Les deltas très peuplés d’Asie, et dans une moindre mesure d’Afrique ou d’Amérique, constituent des zones stratégiques pour les États qui les contrôlent et les populations qui les habitent. Leur position sur les grandes routes commerciales maritimes leur a permis, depuis des temps reculés, d’intégrer les grands réseaux du commerce international. Le grand nombre d’artères fluviales y a favorisé la circulation, les transports et les échanges bien avant le développement des routes et chemins de fer. Dans le delta du Mississippi, de nombreux ports fluviaux permettent de drainer la production d’un immense bassin de production [Bethemont, 2000].

Ces deltas ont été le berceau de nombreuses et riches civilisations et de sociétés qui se sont adaptées aux dangers des crues et qui ont appris à vivre avec la submersion des terres. Certaines sociétés plus touchées que d’autres ont développé ce que l’on pourrait appeler une véritable culture du risque.

Les contraintes hydrauliques et pédologiques y sont toutefois nombreuses : des inondations catastrophiques d’origine fluviale ou maritime, notamment dues aux typhons en Asie et aux cyclones en Amérique, l’insalubrité liée à l’existence des marécages, l’impénétrabilité de la mangrove et la salinité souvent élevée des terres et leur instabilité, due à la subsidence et à l’apport des alluvions fluviales [Paskoff, 2003]. Aux embouchures, les deltas progressent en général de 50 à 100 cm par an sur la mer, à des rythmes variant selon l’endiguement ou non, selon l’importance de leur charge alluviale. Le lit des cours d’eau finit par se percher au-dessus de la plaine deltaïque, ce qui favorise les défluviations.

Le Bangladesh et le Viêt-nam sont gravement touchés par les typhons. Quand ceux-ci apparaissent au moment où les pluies de moussons sont à leur maximal, les dangers de submersion sont encore accrus. On estime qu’au Viêt-nam, 5 % à 10 % du PNB sont perdus chaque année à cause de ces désastres et que 70 % de la population est vulnérable [Marshall, 1999].

Par ailleurs, le manque d’eau en saison sèche dans les deltas des moussons devient crucial. La croissance des besoins en eau se fait sentir, non seulement en raison de l’intensification des systèmes de culture (deux à trois récoltes par an), mais de la croissance de la population urbaine et du développement de l’industrie, très grande consommatrice d’eau.

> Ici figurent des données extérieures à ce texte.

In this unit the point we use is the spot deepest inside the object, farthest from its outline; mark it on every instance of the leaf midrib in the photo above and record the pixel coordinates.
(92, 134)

Des pays comme la Thaïlande ou l’Inde, et même le Bangladesh avec des débits hivernaux qui ne dépassent guère les 6 000 m3/s, souffrent donc du manque d’eau en saison sèche et comptent sur des barrages de retenue.

Les aménagements hydrauliques pour contenir les crues et limiter les inondations

Selon la configuration hydraulique des fleuves, le niveau des techniques et les types d’organisation des sociétés, les deltas ont été aménagés à des époques plus ou moins anciennes. L’aménagement par l’homme implique un contrôle des crues, un drainage des secteurs d’eau stagnante et, éventuellement, une irrigation des espaces cultivés. Dans le delta du fleuve Rouge, on compte 3 000 km de digues pour protéger les plaines des débordements de crue et 1 500 km de digues côtières pour enrayer la violence des vagues pendant les typhons. Ces travaux ont commencé il y a plus de 1 000 ans. L’Etat viêt-namien a pu à certaines époques mobiliser une main-d’œuvre très nombreuse pour construire et entretenir ces ouvrages. Dans le delta du Nil, le gouvernement de Mohamed Ali, au début du XIXe siècle, était parvenu à réquisitionner le quart de la population masculine en âge de travailler pour curer et construire les canaux nécessaires à l’irrigation du coton. Dans le delta du Mississippi, dès la fin du XIXe siècle, sous l’égide de la Mississippi River Commission, tout un système de digues, qu’il fallut perpétuellement rehausser, fut construit pour dompter ce fleuve puissant dont le bassin couvre 41 % du territoire des États-Unis. La Nouvelle-Orléans, située en dessous du niveau du fleuve et du lac Ponchartrain, commença à être protégée dès le XVIIe siècle.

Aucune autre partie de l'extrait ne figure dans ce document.